Everyone wants to give humble, funny American underdog Tony Thompson (31-1, 19 KO) a shot against Wladimir Klitschko (50-3, 44 KO), the WBO/IBF unified titleholder.
The two will meet today at 4:30 ET (U.S.), in Altona, Germany.
People want to give Thompson a chance because of his size (6'5", 240-250 pounds). They want to give him a chance because he's a southpaw. They want to give him a chance because of the long-held belief that Wladimir Klitschko has a glass jaw and wilts when pressured.
People want to give Tony Thompson a chance because it'd be a great story if he were to win. Not exactly Braddock over Baer or Douglas over Tyson or old fat Foreman over Moorer, or even Rahman over Lewis or the story that Holyfield over Ibragimov would have been.
But in this great day and age where we are forced to choke down regurgitated stories and op-ed pieces on the lost American heavyweights, the dearth of boxing's "biggest" division, and how it's the fault of the heavyweights that boxing isn't as popular as it used to be, Thompson is just this week's potential savior to American heavyweight boxing fans.

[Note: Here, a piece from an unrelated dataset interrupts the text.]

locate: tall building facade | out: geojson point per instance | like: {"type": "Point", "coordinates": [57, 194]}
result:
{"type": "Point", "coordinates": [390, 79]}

It could've been Lamon Brewster last year, and before that, it could've been Ray Austin, both of whom were destroyed by Klitschko. It could've been Calvin Brock, who made an OK accounting of himself before a cut forced Klitschko to bomb away, sending Brock crashing unceremoniously to the mat with a heavy thud, his body bouncing from the canvas upon impact.
It could be anyone. It could be the next American that fights Klitschko, whatever patsy that turns out to be.
But the reason Klitschko beats these guys isn't so much the fact that American heavyweight boxing is crap these days, although it is. It's that Klitschko is a hell of a fighter. I'm glad more people are starting to wonder if they should give him more credit.
50-3? 44 knockouts? 1996 Olympic Gold Medalist?
Even adjusting for eras -- which is damn hard to do -- it is hard to imagine any heavyweight fighter from any era having anything less than a hell of a tough time with Wladimir Klitschko at this stage of his career, as a fully-matured fighter who is receiving what may be the last great training effort of Emmanuel Steward's decorated career.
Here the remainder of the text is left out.